Use the Combine Operation
The IDOL Content component cannot use the same ReferenceType
field for deduplication as it uses for the Combine
action parameter. The Combine
operation occurs at query time and clashes with deduplication. If you intend to deduplicate when indexing and use the Combine
action parameter, you must set up separate ReferenceType
fields for these processes.
Use Deduplication with DIH Reference-Based Indexing
You can enable the DIH for reference-based indexing. Refer to the DIH Administration Guide.
If you index documents into IDOL with the DIH enabled for reference-based indexing, it might prevent deduplication of documents with different references. In this case, use only one of the following deduplication options:
-
KillDuplicates=REFERENCE
-
KillDuplicates=NONE
Use Deduplication with DIH Field-Based Indexing
You can use field-based indexing in the DIH to ensure correct deduplication in a distributed system. For more information on configuring the DIH for field-based indexing, refer to the DIH Administration Guide.
If you set KeepExisting
to False
, or use KillDuplicatesDB
options, it might prevent correct deduplication. To deduplicate correctly, you can distribute data by the DeDupeHash
field (MD5 hash) of the documents. In this way, DIH sends all duplicates to the same child server. Setting KillDuplicates
to DeDupeHash
during the indexing action then ensures accurate deduplication.

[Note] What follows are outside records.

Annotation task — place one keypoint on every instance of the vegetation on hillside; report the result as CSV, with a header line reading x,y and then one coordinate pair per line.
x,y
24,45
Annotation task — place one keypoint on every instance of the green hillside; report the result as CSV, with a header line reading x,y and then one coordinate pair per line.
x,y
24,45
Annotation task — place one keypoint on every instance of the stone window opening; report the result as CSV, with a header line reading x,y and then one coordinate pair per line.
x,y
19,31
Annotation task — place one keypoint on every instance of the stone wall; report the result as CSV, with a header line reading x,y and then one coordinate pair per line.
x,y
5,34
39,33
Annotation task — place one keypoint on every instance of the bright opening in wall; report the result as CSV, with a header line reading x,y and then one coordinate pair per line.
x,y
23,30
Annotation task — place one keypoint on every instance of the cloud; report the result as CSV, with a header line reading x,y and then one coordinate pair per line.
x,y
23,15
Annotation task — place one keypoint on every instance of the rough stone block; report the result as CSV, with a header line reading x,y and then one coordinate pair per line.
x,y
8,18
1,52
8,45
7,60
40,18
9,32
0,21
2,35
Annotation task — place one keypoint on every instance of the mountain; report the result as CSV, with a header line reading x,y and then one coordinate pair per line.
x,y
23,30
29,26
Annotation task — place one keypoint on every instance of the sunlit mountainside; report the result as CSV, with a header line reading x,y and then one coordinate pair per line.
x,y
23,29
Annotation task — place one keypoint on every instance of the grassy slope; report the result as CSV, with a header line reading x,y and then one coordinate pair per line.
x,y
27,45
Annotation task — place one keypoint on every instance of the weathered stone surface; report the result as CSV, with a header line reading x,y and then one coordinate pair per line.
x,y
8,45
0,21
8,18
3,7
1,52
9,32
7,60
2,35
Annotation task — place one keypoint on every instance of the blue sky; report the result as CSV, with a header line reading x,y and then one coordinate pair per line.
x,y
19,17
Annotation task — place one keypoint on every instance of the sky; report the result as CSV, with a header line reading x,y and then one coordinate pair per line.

To use a field for deduplication, you must configure it as a ReferenceType
field. You do not need to configure it as ReferenceType
in the DIH configuration file.
Deduplication of content occurs for all reference fields specified in a single PropertyFieldCSVs
list in the IDOL Content component configuration file. To use only the DeDupeHash
field to deduplicate, and not also the DREREFERENCE
, you must set these reference fields in separate field processing sections in the IDOL Content component configuration file.